Wheeler will be at the expo representing the University of Nebraska at Omaha, where he works as an environmental advocate and sustainability champion. Other exhibitors, including Metropolitan Community College and bioengineering firm Transduction Technologies, will provide expert advice on products and services available that add value, save money and promote energy efficiency.

David Holtzclaw, president of Transduction Technologies, will demonstrate several products and services, including a “door blower” demonstration, which shows how much heat is lost through the cracks in a closed door on a cold day.

Holtzclaw also will have Solar Pathfinders, which allow homeowners to analyze where solar panels should be placed using local weather data.

In addition, he will show some electric data monitors that allow businesses and homeowners to monitor their energy usage via a wireless device.
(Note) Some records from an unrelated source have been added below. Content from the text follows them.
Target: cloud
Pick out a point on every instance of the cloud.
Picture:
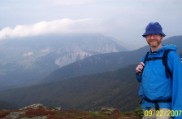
(28, 54)
(71, 2)
(61, 26)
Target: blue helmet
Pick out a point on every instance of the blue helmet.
(153, 28)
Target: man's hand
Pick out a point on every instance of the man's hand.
(139, 68)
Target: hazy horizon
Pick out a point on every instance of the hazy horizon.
(124, 20)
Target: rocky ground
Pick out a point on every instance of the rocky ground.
(39, 111)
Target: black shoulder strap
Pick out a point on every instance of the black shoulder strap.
(165, 62)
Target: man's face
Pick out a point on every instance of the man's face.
(154, 40)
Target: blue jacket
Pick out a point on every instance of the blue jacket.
(154, 83)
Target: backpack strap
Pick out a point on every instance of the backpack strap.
(165, 63)
(146, 57)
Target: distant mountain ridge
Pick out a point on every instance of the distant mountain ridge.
(116, 88)
(24, 61)
(106, 62)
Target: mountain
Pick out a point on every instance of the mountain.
(113, 85)
(110, 89)
(105, 62)
(24, 61)
(5, 105)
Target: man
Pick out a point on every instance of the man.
(159, 73)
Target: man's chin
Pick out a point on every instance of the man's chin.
(153, 44)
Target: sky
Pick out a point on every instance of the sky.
(124, 20)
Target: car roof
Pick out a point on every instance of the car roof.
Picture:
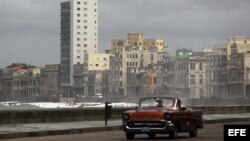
(160, 97)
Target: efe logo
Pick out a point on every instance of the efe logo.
(236, 132)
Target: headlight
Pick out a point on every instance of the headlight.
(125, 116)
(167, 116)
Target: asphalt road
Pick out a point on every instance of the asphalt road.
(211, 132)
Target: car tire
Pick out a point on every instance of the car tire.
(151, 135)
(194, 132)
(130, 136)
(174, 134)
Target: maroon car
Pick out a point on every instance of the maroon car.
(161, 115)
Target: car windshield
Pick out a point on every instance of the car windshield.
(156, 102)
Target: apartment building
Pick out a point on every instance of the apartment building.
(1, 85)
(79, 36)
(239, 75)
(186, 75)
(50, 81)
(130, 59)
(217, 71)
(137, 39)
(238, 44)
(20, 82)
The sensors are fairly new to the U.S. but are popular in Europe, Holtzclaw said.

The bread and butter of Holzclaw's business is performing residential and commercial energy audits to evaluate how home and business owners can save energy and calculate what their return investment might be when it comes to replacing windows, air-conditioning units or furnaces. Holtzclaw said that business typically picks up in the late winter or late summer, when homeowners are faced with high energy bills.

“People don't think ahead. It's just a knee-jerk reaction,” Holtzclaw said.

Some of the recommendations Holtzclaw makes to clients that are typically easy for homeowners to do themselves and cost-effective include:

» Replacing incandescent light bulbs with LED bulbs.

» Sealing ductwork and air leaks in basements and attics with caulk, tape or spray foam.

» Purchasing a programmable thermostat to allow for energy savings when homeowners are out of the house or asleep.

» Wrapping hot water pipes and hot water heaters with insulating foam and blankets.

More expensive recommendations include replacing old furnaces, air-conditioning units and windows.

The analysis includes the financial payback over time as well as the environmental payback, but Holtzclaw said he emphasizes the financial payback. Even then, he gets little follow-through from homeowners. “It's an informed public, but it's not always a reacting public,” he said.

Millard Lumber, which works with both homebuilders and homeowners in finding sustainable products, finds one of its biggest sellers to be windows made from a combination of scrap vinyl and wood, said Don Rowe, Millard Lumber vice president of sales.

Replacing windows is one way homeowners can cut energy costs, Rowe said, because the latest double-pane technology and ultraviolet protectants available can reduce energy costs in all seasons.

Although the number of people interested in sustainable products has grown, Rowe said, it seems people are either all-in or apathetic.

“It's sometimes hard to make the return on investment ... work, but when you think about morally, or for the good of the planet, it starts to make sense for people. They're willing to invest a little bit more if they know it's a green product, knowing that it's good for the environment.”

Contact the writer:

What: The Green Omaha Coalition's Smart Energy Expo aims to provide expert advice on the newest products and services available for homeowners that add value, save money and promote energy efficiency.

Where: Millard Lumber warehouse, 12900 I St.

When: Sunday, 10 a.m. to 3 p.m.

Who: Exhibitors will include the University of Nebraska at Omaha, Transduction Technologies and Metropolitan Community College.

Related event: The Green Omaha Coalition will also host a tour of sustainably built homes on Saturday from 10 a.m. to 3 p.m.